Pundalik nayak dating
Varkari tradition suggests that the name Vitthala (also spelled as Vitthal, Viththal, Vittala and Vithal; Marathi: ; Viṭhala) is composed of two Sanskrit-Marathi words: viṭ, which means 'brick'; and thal, which may have originated from the Sanskrit sthala, meaning 'standing'.Thus, Vitthala would mean 'one standing on a brick'.The most important festivals of Vithoba are held on Shayani Ekadashi in the month of Ashadha, and Prabodhini Ekadashi in the month of Kartik.The historiography of Vithoba and his cult is an area of continuing debate, even regarding his name.Historian Ramakrishna Gopal Bhandarkar offers yet another possibility—that Vitthu (Viṭhu) is a Kannada corruption of the name Vishnu adopted in Marathi. Mate of the Deccan College, Pundalik—who is assumed to be a historical figure—was instrumental in persuading the Hoysala king Vishnuvardhana alias Bittidev to build the Pandharpur temple dedicated to Vishnu.The suffixes -la and -ba (meaning 'father' in Marathi) were appended for reverence, producing the names Vitthala and Vithoba. The deity was subsequently named as Vitthala, a derivative of Bittidev, by the builder-king.; all IAST: Paṇḍuraṇga), also spelt as Pandurang and Pandaranga, is another popular epithet for Vithoba, which means 'the white god' in Sanskrit.Vithoba is often depicted as a dark young boy, standing arms akimbo on a brick, sometimes accompanied by his main consort Rakhumai.

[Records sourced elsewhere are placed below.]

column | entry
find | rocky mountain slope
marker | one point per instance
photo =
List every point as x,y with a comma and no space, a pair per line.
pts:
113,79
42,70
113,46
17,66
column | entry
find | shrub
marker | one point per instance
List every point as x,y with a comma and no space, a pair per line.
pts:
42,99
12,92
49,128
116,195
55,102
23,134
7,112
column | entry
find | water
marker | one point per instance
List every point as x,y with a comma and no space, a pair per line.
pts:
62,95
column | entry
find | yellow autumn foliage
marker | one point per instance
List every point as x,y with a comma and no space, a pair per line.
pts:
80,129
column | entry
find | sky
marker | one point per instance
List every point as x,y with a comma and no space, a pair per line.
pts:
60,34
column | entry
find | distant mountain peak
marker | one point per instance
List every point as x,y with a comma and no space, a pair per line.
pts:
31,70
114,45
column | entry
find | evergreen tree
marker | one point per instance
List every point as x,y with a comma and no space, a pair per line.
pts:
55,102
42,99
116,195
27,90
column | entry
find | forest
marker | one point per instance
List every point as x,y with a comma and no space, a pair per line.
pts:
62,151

However, the Varkari poet-saint Tukaram proposed a different etymology—that Vitthala is composed of the words vittha (ignorance) and la (one who accepts), thus meaning 'one who accepts innocent people who are devoid of knowledge'.He was first worshipped by the Dhangar, the cattle-owning caste of Maharashtra.The rise of the Yadava dynasty, which had cowherd ancestry, could have led to the glorification of Vithoba as Krishna, who is often depicted as a cowherd.Another name, Pandharinath, also refers to Vithoba as the lord of Pandhari (yet another variant for Pandharpur).Finally, Vithoba is also addressed by the names of Vishnu like Hari and Narayana, in the Vaishnava sect.